Even though the first generation of cell manufacturing is just starting to come on line, scientists like Rowley and Mason are looking to the future, asking how the field can get to RegenMed 2.0. Interestingly, both envision a process in the future where cell manufacture borrows even more from bioprocessing. The current paradigm, says Mason, mimics the manual procedures, but in the future, he imagines the emergence of a new paradigm. In one possible scenario, he imagines adherent cells on the surfaces of beads or wafers and then suspending the beads in bioreactors similar to the ones now being used for bioprocessing. This would truly allow enormous scale-up to bioprocess-type volumes. "That approach has not yet worked for primary stem cells," says Rowley. "But it is certainly an interesting possibility and may be a medium-to long-term goal of the industry," he says.
Of course as the cell-culturing process becomes more and more standardized, process developers will be confronted with challenges further down the manufacturing process. For example, cites Mason, stem cells are fragile and moving them into a container can exert shear forces that will tear them if you move them too quickly. "But if you go too slowly," he cautions, "they stick to the tube. There's a window of opportunity for moving them, and you have to hit it just right. There's a big investment in producing plastics that cells won't stick to." Ultimately, says Mason, the goal after the process is all standardized is "how to make it easier and cheaper to process cells."

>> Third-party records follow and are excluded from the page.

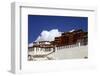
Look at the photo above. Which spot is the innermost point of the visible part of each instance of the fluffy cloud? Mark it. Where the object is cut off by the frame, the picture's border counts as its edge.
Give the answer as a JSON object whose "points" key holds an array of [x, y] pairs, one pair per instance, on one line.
{"points": [[48, 35]]}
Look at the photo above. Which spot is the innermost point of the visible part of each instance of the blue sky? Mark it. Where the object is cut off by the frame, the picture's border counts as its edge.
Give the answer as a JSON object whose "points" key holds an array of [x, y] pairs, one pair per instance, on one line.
{"points": [[38, 23]]}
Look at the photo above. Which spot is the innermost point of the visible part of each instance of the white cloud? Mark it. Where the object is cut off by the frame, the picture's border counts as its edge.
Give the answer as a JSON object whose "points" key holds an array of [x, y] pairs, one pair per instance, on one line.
{"points": [[48, 35]]}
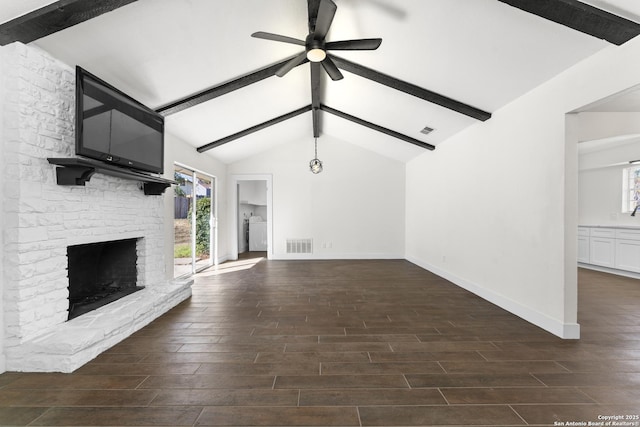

1. C. Mason and M. Hoare, "Regenerative Medicine Bioprocessing: Building a Conceptual Framework Based on Early Studies," Tiss. Engin., 13 (2), 301–310 (2007).
2. L. Chue and D.K. Robinson, "Industrial Choices for Protein Production by Large-Scale Cell Culture," Current Opin. in Biotechnol., 12, 180–187 (2001).
3. C. Mason, "Regenerative Medicine: the Industry Comes of Age," Medic. Dev. Technol., 18 (2), 25–28 (2007).
4. The Automation Partnership, "Major Research Consortium Chooses CompacT SelecT for First European Study on Automating Cell and Tissue Production," Company Press Release, Nov. 22, 2005.